2007年02月20日

インド、列車爆発で67名死亡

 >これだけは知っておきたい今日の国際・海外ニュース

 ▼今日のポイント▼
 インド、列車爆発で67名死亡


 <解説>
 インドの北部ハリヤナ州で、インドとパキスタンを結ぶ急行
 列車が爆発・炎上し、少なくとも67人が死亡した。

 列車には600人以上が乗車しており、大半はパキスタン人で
 あった模様。

 鎮火後、現場から起爆装置が入ったスーツケース2個が発見
 されており、パキスタン外相のインド訪問直前にあたること
 から、両国間の対話妨害を狙ったテロ事件の可能性が強まって
 いる。

 列車は「友好急行」と呼ばれ、第3次印パ戦争終結後の
 1976年に運行を再開。
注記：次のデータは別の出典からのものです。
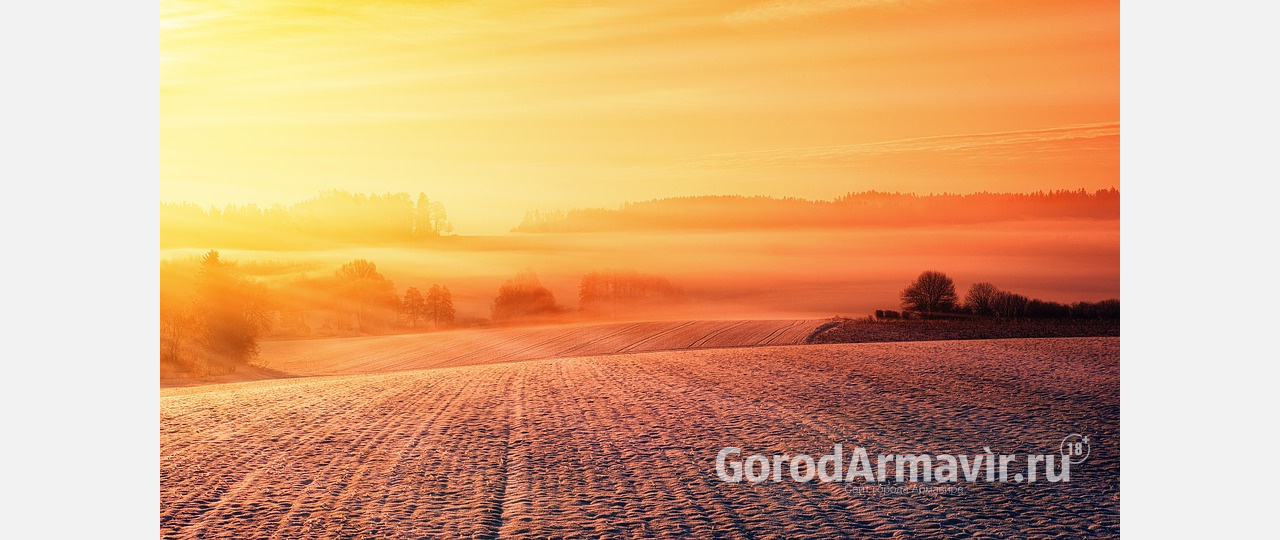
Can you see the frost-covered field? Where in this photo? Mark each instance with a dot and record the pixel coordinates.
(624, 445)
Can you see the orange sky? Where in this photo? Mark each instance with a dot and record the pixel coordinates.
(497, 108)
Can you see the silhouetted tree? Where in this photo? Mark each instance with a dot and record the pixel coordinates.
(931, 293)
(365, 289)
(522, 296)
(609, 292)
(978, 300)
(414, 306)
(439, 306)
(232, 314)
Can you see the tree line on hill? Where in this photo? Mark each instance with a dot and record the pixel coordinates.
(933, 294)
(332, 216)
(863, 209)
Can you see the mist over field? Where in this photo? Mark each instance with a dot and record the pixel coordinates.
(800, 273)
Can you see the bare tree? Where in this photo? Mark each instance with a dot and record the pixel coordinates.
(524, 296)
(979, 297)
(931, 293)
(439, 306)
(365, 289)
(414, 306)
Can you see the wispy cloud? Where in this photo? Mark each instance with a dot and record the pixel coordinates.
(1028, 140)
(791, 9)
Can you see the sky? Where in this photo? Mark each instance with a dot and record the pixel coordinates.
(498, 108)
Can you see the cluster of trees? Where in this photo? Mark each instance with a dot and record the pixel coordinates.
(933, 293)
(864, 209)
(616, 292)
(211, 317)
(435, 309)
(215, 328)
(332, 216)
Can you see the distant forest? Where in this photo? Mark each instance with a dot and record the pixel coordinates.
(864, 209)
(333, 216)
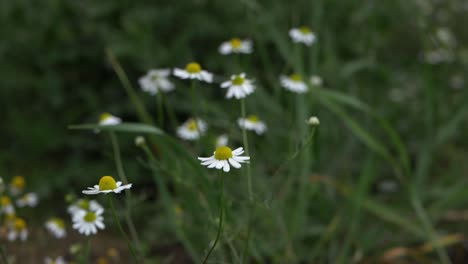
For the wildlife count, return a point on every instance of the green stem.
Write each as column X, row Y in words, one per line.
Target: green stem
column 122, row 232
column 221, row 215
column 128, row 197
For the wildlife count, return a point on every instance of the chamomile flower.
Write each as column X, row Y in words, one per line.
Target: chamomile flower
column 192, row 129
column 58, row 260
column 56, row 226
column 253, row 123
column 84, row 204
column 107, row 119
column 17, row 229
column 224, row 157
column 193, row 70
column 88, row 222
column 236, row 45
column 17, row 185
column 6, row 206
column 222, row 140
column 155, row 81
column 294, row 83
column 29, row 199
column 106, row 185
column 238, row 87
column 302, row 35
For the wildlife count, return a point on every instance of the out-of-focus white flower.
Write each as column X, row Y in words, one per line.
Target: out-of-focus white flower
column 253, row 123
column 56, row 226
column 29, row 199
column 88, row 222
column 302, row 35
column 107, row 184
column 238, row 87
column 155, row 81
column 294, row 83
column 222, row 140
column 236, row 45
column 224, row 157
column 192, row 129
column 17, row 229
column 193, row 70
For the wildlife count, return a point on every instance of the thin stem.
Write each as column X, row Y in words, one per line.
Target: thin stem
column 130, row 246
column 221, row 216
column 123, row 178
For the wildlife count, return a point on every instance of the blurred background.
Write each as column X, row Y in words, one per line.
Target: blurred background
column 391, row 69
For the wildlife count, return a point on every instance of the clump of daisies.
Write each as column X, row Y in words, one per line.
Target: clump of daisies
column 194, row 71
column 155, row 81
column 192, row 129
column 224, row 157
column 302, row 35
column 252, row 123
column 236, row 45
column 238, row 87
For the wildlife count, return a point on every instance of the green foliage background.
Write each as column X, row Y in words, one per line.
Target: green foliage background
column 54, row 73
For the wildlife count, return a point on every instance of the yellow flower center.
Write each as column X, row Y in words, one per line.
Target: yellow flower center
column 253, row 118
column 238, row 80
column 18, row 182
column 193, row 67
column 305, row 30
column 223, row 153
column 192, row 125
column 5, row 200
column 107, row 183
column 104, row 116
column 295, row 77
column 90, row 217
column 20, row 224
column 236, row 43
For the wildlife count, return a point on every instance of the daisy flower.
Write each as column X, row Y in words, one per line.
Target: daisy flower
column 17, row 185
column 253, row 123
column 107, row 119
column 236, row 45
column 294, row 83
column 224, row 157
column 18, row 229
column 192, row 129
column 84, row 204
column 58, row 260
column 88, row 222
column 156, row 80
column 302, row 35
column 222, row 140
column 29, row 199
column 6, row 206
column 193, row 70
column 106, row 185
column 56, row 226
column 238, row 87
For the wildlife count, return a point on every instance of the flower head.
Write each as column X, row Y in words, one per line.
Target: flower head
column 236, row 45
column 224, row 157
column 193, row 70
column 109, row 120
column 29, row 199
column 294, row 83
column 302, row 35
column 192, row 129
column 56, row 226
column 106, row 185
column 17, row 229
column 88, row 222
column 156, row 80
column 253, row 123
column 238, row 87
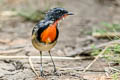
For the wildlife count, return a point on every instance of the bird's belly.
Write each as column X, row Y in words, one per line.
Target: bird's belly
column 42, row 46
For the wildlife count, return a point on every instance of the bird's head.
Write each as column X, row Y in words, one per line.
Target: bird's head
column 57, row 14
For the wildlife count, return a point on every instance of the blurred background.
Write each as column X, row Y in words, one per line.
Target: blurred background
column 94, row 23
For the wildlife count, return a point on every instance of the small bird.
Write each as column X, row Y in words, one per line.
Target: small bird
column 45, row 33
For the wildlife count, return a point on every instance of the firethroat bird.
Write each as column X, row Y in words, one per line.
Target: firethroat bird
column 45, row 33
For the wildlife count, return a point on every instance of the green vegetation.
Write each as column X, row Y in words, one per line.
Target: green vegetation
column 33, row 16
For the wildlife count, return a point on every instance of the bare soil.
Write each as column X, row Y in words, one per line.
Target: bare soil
column 15, row 33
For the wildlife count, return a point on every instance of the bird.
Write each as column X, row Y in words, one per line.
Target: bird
column 45, row 33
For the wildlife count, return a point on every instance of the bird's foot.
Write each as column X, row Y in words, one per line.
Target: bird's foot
column 56, row 73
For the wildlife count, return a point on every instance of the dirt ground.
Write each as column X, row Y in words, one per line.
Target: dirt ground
column 15, row 38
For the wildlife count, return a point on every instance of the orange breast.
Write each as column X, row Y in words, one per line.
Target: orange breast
column 49, row 34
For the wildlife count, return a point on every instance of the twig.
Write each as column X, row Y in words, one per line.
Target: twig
column 96, row 58
column 106, row 35
column 37, row 57
column 10, row 51
column 8, row 13
column 87, row 50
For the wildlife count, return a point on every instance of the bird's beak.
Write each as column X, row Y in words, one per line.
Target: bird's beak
column 70, row 13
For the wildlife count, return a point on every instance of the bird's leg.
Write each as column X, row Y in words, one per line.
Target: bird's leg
column 32, row 67
column 41, row 68
column 53, row 62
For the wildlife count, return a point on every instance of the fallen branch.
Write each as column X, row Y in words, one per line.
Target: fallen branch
column 106, row 35
column 38, row 57
column 88, row 50
column 8, row 52
column 96, row 58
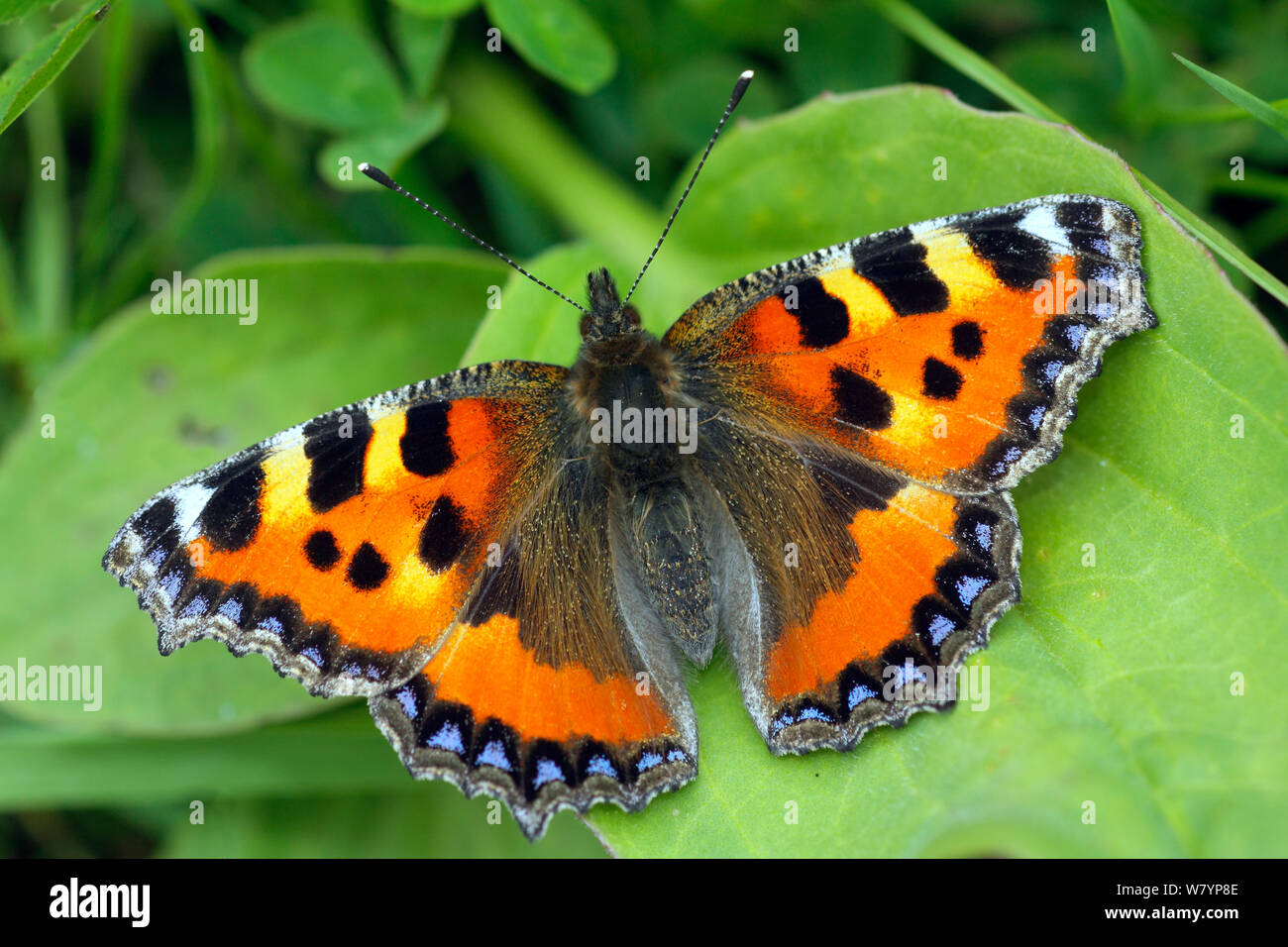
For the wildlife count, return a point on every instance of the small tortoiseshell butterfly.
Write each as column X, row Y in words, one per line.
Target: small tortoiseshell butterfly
column 811, row 466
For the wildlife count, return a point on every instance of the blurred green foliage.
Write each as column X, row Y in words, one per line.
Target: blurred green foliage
column 180, row 132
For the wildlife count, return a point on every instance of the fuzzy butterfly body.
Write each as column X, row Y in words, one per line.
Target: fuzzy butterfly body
column 516, row 594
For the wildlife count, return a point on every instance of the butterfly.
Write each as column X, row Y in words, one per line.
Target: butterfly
column 515, row 562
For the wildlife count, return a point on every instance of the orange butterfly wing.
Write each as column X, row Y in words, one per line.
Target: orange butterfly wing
column 898, row 385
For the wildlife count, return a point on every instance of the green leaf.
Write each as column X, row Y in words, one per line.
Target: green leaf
column 1142, row 58
column 33, row 72
column 437, row 8
column 269, row 789
column 323, row 69
column 1258, row 108
column 153, row 398
column 436, row 822
column 17, row 9
column 559, row 39
column 421, row 44
column 1113, row 684
column 978, row 68
column 385, row 149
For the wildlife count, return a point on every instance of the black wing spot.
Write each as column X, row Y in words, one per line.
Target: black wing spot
column 443, row 535
column 231, row 515
column 861, row 401
column 897, row 265
column 853, row 486
column 823, row 318
column 368, row 569
column 1018, row 258
column 335, row 474
column 939, row 380
column 967, row 341
column 425, row 447
column 321, row 551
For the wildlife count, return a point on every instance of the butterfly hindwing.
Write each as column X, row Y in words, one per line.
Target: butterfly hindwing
column 889, row 392
column 557, row 689
column 342, row 548
column 432, row 551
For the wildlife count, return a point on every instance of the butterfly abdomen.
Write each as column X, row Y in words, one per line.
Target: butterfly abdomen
column 644, row 440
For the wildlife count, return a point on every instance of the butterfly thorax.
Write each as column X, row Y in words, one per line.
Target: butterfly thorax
column 623, row 394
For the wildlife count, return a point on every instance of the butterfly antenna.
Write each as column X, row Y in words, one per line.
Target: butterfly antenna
column 738, row 89
column 381, row 178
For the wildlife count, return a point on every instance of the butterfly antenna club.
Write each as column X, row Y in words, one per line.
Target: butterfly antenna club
column 738, row 89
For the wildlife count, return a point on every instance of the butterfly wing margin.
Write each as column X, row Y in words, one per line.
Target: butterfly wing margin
column 951, row 351
column 558, row 688
column 278, row 548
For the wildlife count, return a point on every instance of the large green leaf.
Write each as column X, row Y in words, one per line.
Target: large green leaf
column 1109, row 684
column 559, row 39
column 31, row 73
column 154, row 398
column 323, row 69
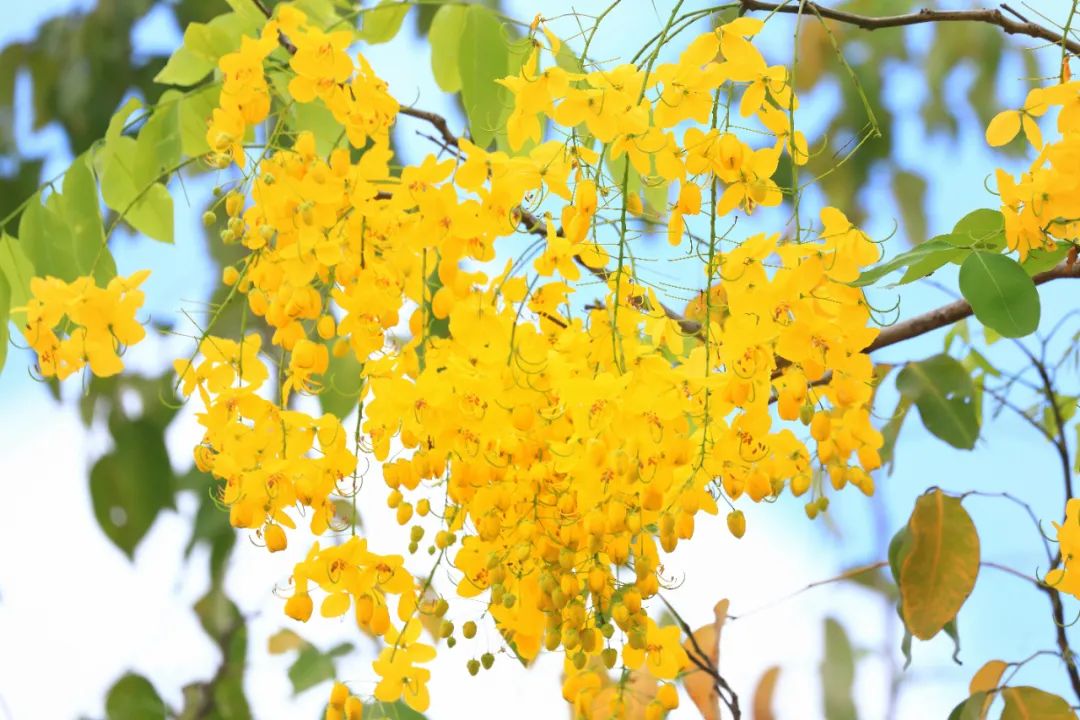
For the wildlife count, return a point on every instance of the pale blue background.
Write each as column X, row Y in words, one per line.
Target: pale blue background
column 64, row 638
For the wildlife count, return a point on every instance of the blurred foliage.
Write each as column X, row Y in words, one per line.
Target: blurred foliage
column 82, row 66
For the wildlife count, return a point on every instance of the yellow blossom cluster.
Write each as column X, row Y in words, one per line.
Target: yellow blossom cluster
column 567, row 424
column 343, row 705
column 1066, row 579
column 95, row 323
column 1041, row 207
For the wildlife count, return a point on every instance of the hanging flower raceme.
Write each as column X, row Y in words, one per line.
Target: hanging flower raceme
column 95, row 323
column 570, row 430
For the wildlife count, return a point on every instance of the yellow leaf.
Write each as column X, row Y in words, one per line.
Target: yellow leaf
column 939, row 572
column 1027, row 703
column 699, row 684
column 763, row 696
column 986, row 681
column 1002, row 127
column 282, row 641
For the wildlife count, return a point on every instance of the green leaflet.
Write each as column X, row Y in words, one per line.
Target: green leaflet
column 204, row 43
column 1001, row 294
column 144, row 203
column 64, row 236
column 131, row 485
column 133, row 696
column 445, row 39
column 4, row 314
column 16, row 268
column 945, row 396
column 381, row 23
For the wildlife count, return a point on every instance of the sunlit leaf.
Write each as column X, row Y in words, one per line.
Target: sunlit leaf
column 838, row 673
column 939, row 570
column 764, row 693
column 483, row 57
column 1027, row 703
column 445, row 39
column 133, row 696
column 1001, row 294
column 381, row 23
column 944, row 394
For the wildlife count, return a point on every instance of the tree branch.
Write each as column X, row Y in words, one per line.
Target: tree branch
column 995, row 17
column 953, row 312
column 909, row 328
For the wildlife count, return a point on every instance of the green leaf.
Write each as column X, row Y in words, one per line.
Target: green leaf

その後は、両国間の緊張と緩和に
 合わせる形で、運転の停止と再開を繰り返していた。


 
 ■今日のキーワード■ 印パ関係の歴史
 ⇒ インドとパキスタンは、元々、共にイギリスの占領下に
 ある同じ国であったが、第2次世界大戦の終わりとともに
 独立することとなった。

 この時、ヒンドゥー教徒の国として独立したのがインドであり、
 イスラム教徒の国として独立したのがパキスタンである。

 当然、その過程では、さまざまな衝突が起こり、多くの難民
 や争いによる犠牲者を生んだ。

 特に、北部のカシミール地方の帰属をめぐっては、激しく
 対立し、両国の関係は極度に悪化していった。 
 1970年までに3度の戦争を起こし、ついには、両国共に
 核を保有するに至っている。

 70年以降は、政治的には安定した状態が保たれており、
 大きな戦火を交えることもないが、イスラム過激派による
 ものと見られるテロや、それに対する報復テロが頻発している。

 2001年のインド国会議事堂襲撃事件では14名が死亡。
 昨年7月にムンバイで起きた連続列車爆弾テロでは、
 約200名が犠牲となった。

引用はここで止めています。